Hannah Arendt's work captured many of the difficulties around refugee status. Hannah Arendt's work captured many of the difficulties around refugee status.

Philosopher (and refugee) Hannah Arendt.

From within the maelstrom of their times, these twentieth-century thinkers diagnose the dilemma behind our current, reality-resistant, border anxieties. Because global economies do not just create capital, but sequester it, so also creating a dangerously and violently inegalitarian world, we need political institutions to check its excesses.

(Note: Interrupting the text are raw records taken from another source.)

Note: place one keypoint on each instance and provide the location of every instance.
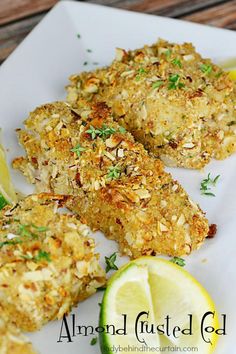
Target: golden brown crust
(47, 261)
(180, 106)
(117, 187)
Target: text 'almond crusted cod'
(180, 106)
(117, 187)
(47, 261)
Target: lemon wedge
(154, 303)
(7, 192)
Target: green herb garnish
(141, 71)
(23, 231)
(10, 242)
(157, 84)
(177, 62)
(217, 75)
(114, 172)
(228, 124)
(42, 255)
(106, 131)
(179, 261)
(206, 69)
(174, 82)
(78, 149)
(206, 183)
(168, 53)
(103, 132)
(122, 130)
(110, 262)
(40, 228)
(102, 288)
(94, 341)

The nation state is good for this, and good, too for giving collective meaning to our lives. A comity of nation states committed to regulating the world economy whilst enforcing mutual sovereignty is probably about as good it gets—or at least, so it appeared to the war-weary of the last century.

The reality of the European Union has proved itself inadequate to this aim, but it does not follow that a retreat into nationalism is the answer—particularly when what currently counts as the “national interest” treads so lightly on evidence and reason. In any case, as historian Timothy Snyder argued recently, you can’t enforce the norms of territorial sovereignty with a fantasy.

Writing just after the war, amid a resurgence of antisemitism and anti-migrant feeling, George Orwell wrote of the great “moral effort” needed to face-off the reality-denying seductions of nationalism. If there is one lesson worth heeding from the 1940s now, it is that we urgently need to turn that moral effort into a reasoned and evidence-informed political project.